The Sunday Times - UK
22 November 1998

Germany wants 007 licensed to spy for Europe 
by Stephen Grey and John Goetz Bonn 

THE name's Bond, Euro Bond: the German government is drawing up plans
for a European Union spy agency as part of a proposed "harmonisation" of
Europe's intelligence services. 

British intelligence is wary of becoming too intimate with foreign
bodies such as the BND, Germany's accident-prone foreign security
service. But as the EU moves towards the development of a common foreign
and security policy, Gerhard Schroder, the German chancellor, has
started pressing for agents and facilities to be shared. 

"I simply see a common intelligence service as a part of the logic of
the development of Europe," said Ernst Uhrlau, the former Hamburg police
chief appointed to oversee Germany's intelligence services under
Schroder.

"After the common currency, the goal for us is much stronger
integration," he said. "If Europe is to find its own identity and assert
its strength, then it needs its own intelligence assets." 

British sources point out that many military secrets are already shared
between NATO allies. Intelligence officials are also involved in the new
Europol police agency, based in Holland, with close co-operation to
combat terrorism and drug smuggling. 

This does not go far enough for Bonn. In recent international crises,
including those in Kosovo and the Gulf, continental European countries
have often had to rely on whatever intelligence America has chosen to
provide. The Germans worry that this puts London, which has a special
intelligence-sharing arrangement with Washington, in a privileged
position. 

However, Washington is thought to be unwilling to trust French and
German agencies with sensitive information, such as any detail that
might blow the cover of an agent in the field. 

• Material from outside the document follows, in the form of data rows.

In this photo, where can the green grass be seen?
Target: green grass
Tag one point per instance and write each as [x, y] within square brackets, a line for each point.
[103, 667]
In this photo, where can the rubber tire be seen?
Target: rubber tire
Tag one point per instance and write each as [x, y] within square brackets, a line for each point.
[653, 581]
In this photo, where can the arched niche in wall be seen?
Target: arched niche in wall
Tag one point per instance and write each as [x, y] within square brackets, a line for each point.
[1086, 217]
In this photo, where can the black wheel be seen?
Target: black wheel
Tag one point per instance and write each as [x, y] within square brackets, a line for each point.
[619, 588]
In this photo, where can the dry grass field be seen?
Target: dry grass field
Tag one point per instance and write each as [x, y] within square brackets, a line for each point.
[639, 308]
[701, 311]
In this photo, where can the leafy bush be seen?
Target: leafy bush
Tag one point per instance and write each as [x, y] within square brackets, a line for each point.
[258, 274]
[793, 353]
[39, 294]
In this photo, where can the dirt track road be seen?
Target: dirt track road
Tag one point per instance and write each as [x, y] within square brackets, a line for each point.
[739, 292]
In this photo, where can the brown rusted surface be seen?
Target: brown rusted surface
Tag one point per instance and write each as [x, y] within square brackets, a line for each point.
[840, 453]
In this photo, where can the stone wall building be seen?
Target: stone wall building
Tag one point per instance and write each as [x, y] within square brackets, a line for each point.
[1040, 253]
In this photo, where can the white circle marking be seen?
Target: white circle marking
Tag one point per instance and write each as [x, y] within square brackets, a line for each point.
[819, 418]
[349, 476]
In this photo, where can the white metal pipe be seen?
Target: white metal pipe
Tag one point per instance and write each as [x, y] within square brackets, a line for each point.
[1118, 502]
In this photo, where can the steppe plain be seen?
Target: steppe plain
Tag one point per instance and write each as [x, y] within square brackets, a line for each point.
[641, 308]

In recent months Germany has drawn up a series of agreements to exchange
secret information with France. A joint network of listening posts in
the Dordogne, French Guiana and New Caledonia, is used by both powers to
tap into telecommunications satellites, including those carrying
American phone calls. 

The Franco-German network aims to rival the system run by Britain's
communication headquarters, GCHQ, at Cheltenham, in co-operation with
America's National Security Agency, which maintains a listening facility
at Menwith Hill, in North Yorkshire. 

However, demands for a common agency may be too much for Germany's
allies, even the French. "There will certainly be warm interest in
expanding co-operation with the Germans," said an intelligence source in
Paris. "But any talk of combining our services will be regarded as
premature in France." 

Britain is expected to be even cooler. Feelings towards the French, in
particular, will only have been worsened by a Paris court's refusal last
week to extradite David Shayler, the renegade MI5 agent. 

"German foreign intelligence, the BND, has been one of the most
penetrated spy services in the world," said a British security source.
"The French security services have also been highly penetrated. And they
have been routinely involved in assassinations and undercover wars in
Africa, not to mention blowing up the [Greenpeace boat] Rainbow Warrior,
which would never be acceptable in Britain." 

Rupert Allason, the intelligence expert, said history should not be
forgotten. "We fought two world wars to prevent German involvement in a
pan-European security apparatus and we will certainly not accept
anything even vaguely like it now," he said.